Rubio declaró a Bloomberg News en el Foro de Seguridad de Múnich de la semana pasada que los dirigentes cubanos "no saben cómo mejorar la vida cotidiana de su gente sin renunciar al control sobre los sectores que dominan". Añadió que la serie de pasos tímidos que Cuba ha dado ocasionalmente para fomentar la actividad económica "nunca acaba funcionando". Y explicó por qué: "el régimen cubano no tiene una comprensión fundamental de lo que es la empresa y la industria, y la población sufre como consecuencia".
Por ahora, el resultado es un estancamiento. Estados Unidos y sus aliados enviarán solo la ayuda humanitaria justa para evitar el hambre y una salida caótica de personas del país. Confían en que la escasez de combustible obligue a Cuba a emprender reformas reales.

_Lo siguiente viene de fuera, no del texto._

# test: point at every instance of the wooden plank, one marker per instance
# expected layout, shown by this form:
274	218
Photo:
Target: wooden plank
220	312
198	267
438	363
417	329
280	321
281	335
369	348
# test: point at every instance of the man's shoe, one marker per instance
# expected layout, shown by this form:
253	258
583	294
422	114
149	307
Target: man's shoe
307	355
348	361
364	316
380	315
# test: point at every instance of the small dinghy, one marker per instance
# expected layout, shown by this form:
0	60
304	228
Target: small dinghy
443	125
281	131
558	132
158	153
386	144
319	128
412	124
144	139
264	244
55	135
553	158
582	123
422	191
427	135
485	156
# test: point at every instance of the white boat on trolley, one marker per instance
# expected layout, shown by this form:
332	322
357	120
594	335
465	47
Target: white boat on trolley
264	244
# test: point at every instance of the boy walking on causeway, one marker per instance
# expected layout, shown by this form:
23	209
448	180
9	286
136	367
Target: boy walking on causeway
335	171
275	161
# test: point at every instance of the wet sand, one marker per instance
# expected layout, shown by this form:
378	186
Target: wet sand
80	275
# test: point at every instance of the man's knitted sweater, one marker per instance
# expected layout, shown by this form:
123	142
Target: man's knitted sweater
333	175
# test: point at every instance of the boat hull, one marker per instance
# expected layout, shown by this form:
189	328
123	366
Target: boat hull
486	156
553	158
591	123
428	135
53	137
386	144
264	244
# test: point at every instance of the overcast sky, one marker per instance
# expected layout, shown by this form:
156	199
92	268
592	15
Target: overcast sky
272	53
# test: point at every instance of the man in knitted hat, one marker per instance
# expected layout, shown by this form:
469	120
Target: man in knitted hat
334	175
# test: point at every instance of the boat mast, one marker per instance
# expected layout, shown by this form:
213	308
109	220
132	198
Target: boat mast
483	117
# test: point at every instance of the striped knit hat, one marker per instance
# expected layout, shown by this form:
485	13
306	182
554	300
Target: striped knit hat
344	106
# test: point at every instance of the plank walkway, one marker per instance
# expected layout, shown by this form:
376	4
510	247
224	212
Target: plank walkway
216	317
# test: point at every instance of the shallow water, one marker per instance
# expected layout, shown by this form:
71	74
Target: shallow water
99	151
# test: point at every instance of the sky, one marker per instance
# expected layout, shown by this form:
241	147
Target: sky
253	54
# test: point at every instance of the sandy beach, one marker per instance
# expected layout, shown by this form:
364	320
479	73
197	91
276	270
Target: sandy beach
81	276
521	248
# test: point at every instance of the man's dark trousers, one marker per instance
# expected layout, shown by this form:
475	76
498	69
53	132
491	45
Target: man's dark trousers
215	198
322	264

En respuesta, los dirigentes cubanos afirman estar abiertos a un diálogo para mejorar las relaciones, pero cualquier discusión sobre un cambio en su sistema comunista de partido único queda fuera de la mesa. Sin embargo, incluso académicos liberales que han escrito con admiración sobre cómo la revolución cubana ha sobrevivido al embargo estadounidense impuesto por el presidente John F. Kennedy en 1962 están convencidos en privado de que la crisis actual es distinta.
En 1989, el dirigente de Alemania Oriental, Erich Honecker, dijo al líder soviético Mijaíl Gorbachov, durante una visita, que su régimen se resistiría a las reformas. Gorbachov recordaría después: "Me quedé horrorizado. Hablé con él durante tres horas… y no dejaba de intentar convencerme de los maravillosos logros de la Alemania Oriental". Después, Gorbachov se dirigió al Politburó de Honecker y les advirtió: "Si nos quedamos atrás, la vida nos castigará de inmediato".
El Muro de Berlín cayó al mes siguiente.